Ecco l’effetto ius soli: i bersaniani si sfilano e Gentiloni ora traballa

Cadrà Gentiloni? Se sì, quando? Dalla disfatta del referendum renziano in avanti, questa era la domanda di un mondo politico ormai vuoto di obbiettivi e idealità, ma anche pervaso dalla voglia di sopravvivere a ogni costo.

La domanda andrebbe riformulata, nel melmoso fine di legislatura cui assistiamo. Come arriverà alla fine l’esecutivo Gentiloni? In quali condizioni di sfibramento e lacerazione? Quando persino una forza politica marginale, come Svp, è ormai capace di ricattare una maggioranza inesistente sulla base di una pretesa figlia di privilegi anacronistici – e dopo il legittimo voto del Parlamento -, significa che la situazione è arrivata a un punto assai grave.

Come se non bastasse, ieri anche Mdp, forza politica nata dalla sbandierata voglia di sostenere con vigore Gentiloni, ché il sostegno di Renzi era flebile e ambiguo, ha invertito la rotta senza tentennamenti.

«I fatti ci dicono che il Pd ha affossato lo ius soli al Senato e rischia di affossare definitivamente la legge elettorale alla Camera. Se questi sono i frutti avvelenati del rinnovato fidanzamento tra Renzi e Alfano, nessuno può pensare che noi staremo lì a reggere il moccolo gratis et amore Deo». Le parole pronunciate da un leader «minore» di Mdp, Alfredo D’Attorre, all’indomani del soviet che doveva sancire la leadership di Giuliano Pisapia nell’area, testimoniano un «cambio di passo» di cui probabilmente vedremo altri effetti nelle prossime settimane (in ispecie fino al voto siciliano del 5 novembre). È la radicalizzazione teorizzata l’altro giorno dallo stratega D’Alema per poter dare non tanto la spallata al povero Gentiloni, quanto distruggere la credibilità dell’arcinemico Renzi. Incidere sulle debolezze e incertezze del Pd, così come sulle scelte economiche.
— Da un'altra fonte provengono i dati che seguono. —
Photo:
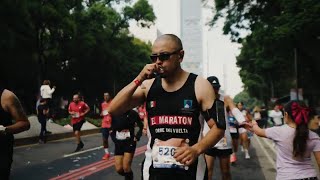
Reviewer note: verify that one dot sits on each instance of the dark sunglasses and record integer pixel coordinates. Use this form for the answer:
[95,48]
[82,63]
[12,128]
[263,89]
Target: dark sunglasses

In particolare, mettere il coltello nella piaga dell’insano patto siciliano Renzi-Alfano (lo «ius soli», argomento perfetto). «Liberi tutti, non saremo corresponsabili di una conclusione insensata della legislatura», ha detto D’Attorre. Ma neppure l’ex (saggio) Bersani ha fatto sconti, inaugurando il «profilo di centrosinistra da combattimento» da lui stesso annunciato. «È una vergogna se si pensa di andare avanti con questi due moncherini di legge elettorale», il primo terreno di scontro con un Pd che boccheggia da giorni davanti alla «faccia feroce» della Svp. L’ex leader piddino parla poi del patto «per andare avanti così, accordo avvenuto attorno al caso Sicilia, al caso ius soli e al caso legge elettorale».

Non c’è più prudenza, la guerra sarà totale. Tra i temi, Bersani ritiene di gran lunga il più importante la rinuncia allo ius soli, «errore drammatico» che lo rende «preoccupatissimo» per l’integrazione dei figli degli immigrati. Gli fa eco, sia pur meno bellicosa, Pisapia da Milano. Il nuovo «profilo» sfoggiato da Mdp prelude anche a un’unificazione di tutte le forze a sinistra del Pd, fino a Rifondazione esclusa («pas d’ennemis à gauche», ricordava D’Alema l’altro giorno) e non risparmierà neppure qualche rottura d’alleanza locale, cosa che sta accadendo già in Emilia Romagna. Ma troverà alleati, viceversa, all’interno del Pd, come sembra alla luce della ripresa iniziativa orlandiana sul premio di coalizione (sabato ci sarà una manifestazione). Il lungo colloquio di ieri a Montecitorio tra Orlando e Franceschini, anche lui favorevole al meccanismo che obbligherebbe il Pd a scendere a patti, è la morsa di una tenaglia che si stringe per stritolare Renzi. Essendo Gentiloni un «effetto collaterale».